# Husband is having an Emtional Affair



## gutcheck1973 (Sep 18, 2014)

In June my world crashed, I found out my husband has been seeing another woman and spending all of his time with her, taking away from me and our three kids. I want to try to save our marriage and work things out, he doesn't know if he wants to stay married and keep trying. He says he is not trying to choose between me and the other woman but it feels that way. I have been nothing but nice but now I am wondering if we should get separated or just get divorced. I have lost him emotionally and I don't know how to get that back.


----------



## PBear (Nov 16, 2010)

Go read in the infidelity forum. Your first task is to break up the affair, if you want to fix your marriage. 

C
_Posted via Mobile Device_


----------



## firebelly1 (Jul 9, 2013)

Marriage counselling if he's still interested in saving the marriage. And you need to make him choose. If he's interested in saving the marriage, he has to cut off contact with her. If he's not, it may be too late. Sorry.


----------



## Idyit (Mar 5, 2013)

It is not an emotional affair. If he is spending time with her alone they are not just emotionally connecting. Most likely they have been physically intimate. He has chosen to break his vows with you, betraying your children as well.

Your response has been to be nice.

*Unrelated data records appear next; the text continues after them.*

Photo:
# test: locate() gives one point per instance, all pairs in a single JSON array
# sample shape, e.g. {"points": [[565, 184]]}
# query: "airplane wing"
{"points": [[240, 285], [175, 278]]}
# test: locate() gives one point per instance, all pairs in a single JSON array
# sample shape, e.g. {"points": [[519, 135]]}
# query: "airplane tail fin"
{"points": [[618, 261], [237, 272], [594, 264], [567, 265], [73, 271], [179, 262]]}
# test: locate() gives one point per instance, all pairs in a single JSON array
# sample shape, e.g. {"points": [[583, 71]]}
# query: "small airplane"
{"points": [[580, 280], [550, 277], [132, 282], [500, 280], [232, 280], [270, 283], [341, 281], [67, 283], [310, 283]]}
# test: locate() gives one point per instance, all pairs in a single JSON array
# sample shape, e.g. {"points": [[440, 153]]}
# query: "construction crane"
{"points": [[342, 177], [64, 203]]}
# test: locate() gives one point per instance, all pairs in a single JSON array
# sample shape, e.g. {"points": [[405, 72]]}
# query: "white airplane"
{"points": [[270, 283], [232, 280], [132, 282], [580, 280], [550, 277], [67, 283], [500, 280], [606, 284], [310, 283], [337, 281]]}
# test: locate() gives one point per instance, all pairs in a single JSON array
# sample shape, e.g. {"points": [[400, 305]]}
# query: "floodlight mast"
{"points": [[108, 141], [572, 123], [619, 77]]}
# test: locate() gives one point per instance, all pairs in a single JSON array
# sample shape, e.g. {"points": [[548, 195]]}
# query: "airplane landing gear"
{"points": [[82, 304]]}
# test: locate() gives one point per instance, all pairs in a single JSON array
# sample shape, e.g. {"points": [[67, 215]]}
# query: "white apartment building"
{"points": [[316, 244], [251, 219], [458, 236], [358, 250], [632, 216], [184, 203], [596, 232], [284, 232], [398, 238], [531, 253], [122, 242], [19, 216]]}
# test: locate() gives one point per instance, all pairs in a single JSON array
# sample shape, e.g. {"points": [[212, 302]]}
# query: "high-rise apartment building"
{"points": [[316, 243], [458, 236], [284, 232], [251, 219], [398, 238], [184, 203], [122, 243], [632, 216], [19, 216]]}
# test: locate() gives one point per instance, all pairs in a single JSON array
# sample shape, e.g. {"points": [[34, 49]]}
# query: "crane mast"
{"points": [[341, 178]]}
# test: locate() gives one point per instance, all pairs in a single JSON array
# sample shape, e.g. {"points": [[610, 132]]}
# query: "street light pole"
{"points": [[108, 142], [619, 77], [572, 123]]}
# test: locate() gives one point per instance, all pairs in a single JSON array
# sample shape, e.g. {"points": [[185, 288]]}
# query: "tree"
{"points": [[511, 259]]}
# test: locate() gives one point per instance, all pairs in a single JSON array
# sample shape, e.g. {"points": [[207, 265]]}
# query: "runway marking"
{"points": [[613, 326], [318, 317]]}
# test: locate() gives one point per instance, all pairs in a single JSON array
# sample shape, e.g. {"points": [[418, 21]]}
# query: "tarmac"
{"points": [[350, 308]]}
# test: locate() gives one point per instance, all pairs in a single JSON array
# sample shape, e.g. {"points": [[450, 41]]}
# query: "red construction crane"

He did not respect you when initiating and continuing his affair. Now his respect has further dropped because you are not respecting yourself. You are at best plan B to him. Are you mad yet? You should be!

This will not just go away, do not sweep anything under the rug. First, look up the 180 and implement immediately. Next or simultaneously, expose the affair to the spouse of PSOW (piece of $hYt other woman) and any of your family/friends that you feel should know. This exposure will: make them re-think their behavior, not allow a re-writing of history, potentially halt the affair and put you in control. 

Another important early action is to go see a lawyer to know what your rights are and what you're up against. Then file for divorce. Now you are firmly in control of the situation and have taken back dignity for yourself. You have decided how this will proceed, disallowing his wavering between you and the other woman.

Right now though, I would ask a moderator to move this thread to the coping with infidelity section. There are a lot of folks there that have been through what you are experiencing. They have a wealth of knowledge and experience that will help you.

~ Passio


----------



## 3Xnocharm (Jun 22, 2012)

gutcheck1973 said:


> In June my world crashed, I found out my husband has been seeing another woman and spending all of his time with her, taking away from me and our three kids. I want to try to save our marriage and work things out, he doesn't know if he wants to stay married and keep trying. He says he is not trying to choose between me and the other woman but it feels that way. I have been nothing but nice but now I am wondering if we should get separated or just get divorced. I have lost him emotionally and I don't know how to get that back.


Wait...HE doesnt know what he wants?? Then YOU decide for him and kick his cheating ass to the curb. Stop being his doormat!


----------